Han Aaron L-F, Wong Derek F, Chao Lidia S, He Liangye, Lu Yi
Natural Language Processing & Portuguese-Chinese Machine Translation Laboratory, Department of Computer and Information Science, University of Macau, Macau.
ScientificWorldJournal. 2014;2014:760301. doi: 10.1155/2014/760301. Epub 2014 Apr 28.

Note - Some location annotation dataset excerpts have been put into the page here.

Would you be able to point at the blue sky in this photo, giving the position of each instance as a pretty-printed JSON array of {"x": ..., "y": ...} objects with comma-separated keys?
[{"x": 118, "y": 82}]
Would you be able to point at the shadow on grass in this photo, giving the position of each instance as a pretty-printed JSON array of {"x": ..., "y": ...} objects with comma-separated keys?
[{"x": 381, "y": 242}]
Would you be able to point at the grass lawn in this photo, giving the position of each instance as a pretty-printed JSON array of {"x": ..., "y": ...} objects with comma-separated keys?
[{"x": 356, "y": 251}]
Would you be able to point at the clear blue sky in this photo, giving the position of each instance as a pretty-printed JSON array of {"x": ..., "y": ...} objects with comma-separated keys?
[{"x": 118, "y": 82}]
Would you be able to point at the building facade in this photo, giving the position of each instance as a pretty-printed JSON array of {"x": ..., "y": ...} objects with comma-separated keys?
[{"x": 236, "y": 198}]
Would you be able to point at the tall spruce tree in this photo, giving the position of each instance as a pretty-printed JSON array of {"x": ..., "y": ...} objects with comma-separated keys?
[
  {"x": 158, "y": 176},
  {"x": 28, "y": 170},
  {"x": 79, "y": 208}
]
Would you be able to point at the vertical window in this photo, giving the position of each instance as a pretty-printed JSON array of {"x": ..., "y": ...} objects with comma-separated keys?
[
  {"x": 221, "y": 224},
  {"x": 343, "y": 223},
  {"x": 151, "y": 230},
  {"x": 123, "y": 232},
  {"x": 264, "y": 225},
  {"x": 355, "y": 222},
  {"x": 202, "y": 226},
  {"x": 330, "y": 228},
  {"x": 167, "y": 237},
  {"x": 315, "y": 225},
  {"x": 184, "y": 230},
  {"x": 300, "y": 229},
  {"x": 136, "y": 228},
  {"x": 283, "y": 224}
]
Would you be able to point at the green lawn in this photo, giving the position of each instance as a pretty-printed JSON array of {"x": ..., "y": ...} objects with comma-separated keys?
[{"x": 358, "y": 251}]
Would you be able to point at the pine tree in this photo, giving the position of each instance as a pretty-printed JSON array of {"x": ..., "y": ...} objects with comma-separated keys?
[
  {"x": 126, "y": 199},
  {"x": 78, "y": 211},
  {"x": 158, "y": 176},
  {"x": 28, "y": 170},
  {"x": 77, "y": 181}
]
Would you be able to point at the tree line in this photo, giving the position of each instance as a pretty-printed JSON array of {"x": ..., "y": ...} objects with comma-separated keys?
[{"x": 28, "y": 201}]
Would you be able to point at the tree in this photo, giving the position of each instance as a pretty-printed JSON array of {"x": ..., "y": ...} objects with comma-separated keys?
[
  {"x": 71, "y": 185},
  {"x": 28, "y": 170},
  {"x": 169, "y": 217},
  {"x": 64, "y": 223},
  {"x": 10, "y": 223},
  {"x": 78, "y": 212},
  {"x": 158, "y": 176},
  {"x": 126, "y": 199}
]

With the rapid development of machine translation (MT), the MT evaluation becomes very important to timely tell us whether the MT system makes any progress. The conventional MT evaluation methods tend to calculate the similarity between hypothesis translations offered by automatic translation systems and reference translations offered by professional translators. There are several weaknesses in existing evaluation metrics. Firstly, the designed incomprehensive factors result in language-bias problem, which means they perform well on some special language pairs but weak on other language pairs. Secondly, they tend to use no linguistic features or too many linguistic features, of which no usage of linguistic feature draws a lot of criticism from the linguists and too many linguistic features make the model weak in repeatability. Thirdly, the employed reference translations are very expensive and sometimes not available in the practice. In this paper, the authors propose an unsupervised MT evaluation metric using universal part-of-speech tagset without relying on reference translations. The authors also explore the performances of the designed metric on traditional supervised evaluation tasks. Both the supervised and unsupervised experiments show that the designed methods yield higher correlation scores with human judgments.
随着机器翻译(MT)的迅速发展,MT评估对于及时告知我们MT系统是否取得进展变得非常重要。传统的MT评估方法倾向于计算自动翻译系统提供的假设译文与专业翻译人员提供的参考译文之间的相似度。现有评估指标存在几个弱点。首先,设计的不全面因素导致语言偏差问题,这意味着它们在某些特定语言对上表现良好,但在其他语言对上表现较弱。其次,它们倾向于不使用语言特征或使用过多语言特征,其中不使用语言特征受到语言学家的诸多批评,而过多语言特征使模型在可重复性方面表现不佳。第三,所采用的参考译文成本非常高,而且在实践中有时无法获得。在本文中,作者提出了一种不依赖参考译文、使用通用词性标注集的无监督MT评估指标。作者还探讨了所设计指标在传统监督评估任务中的性能。监督和无监督实验均表明,所设计的方法与人工判断具有更高的相关性得分。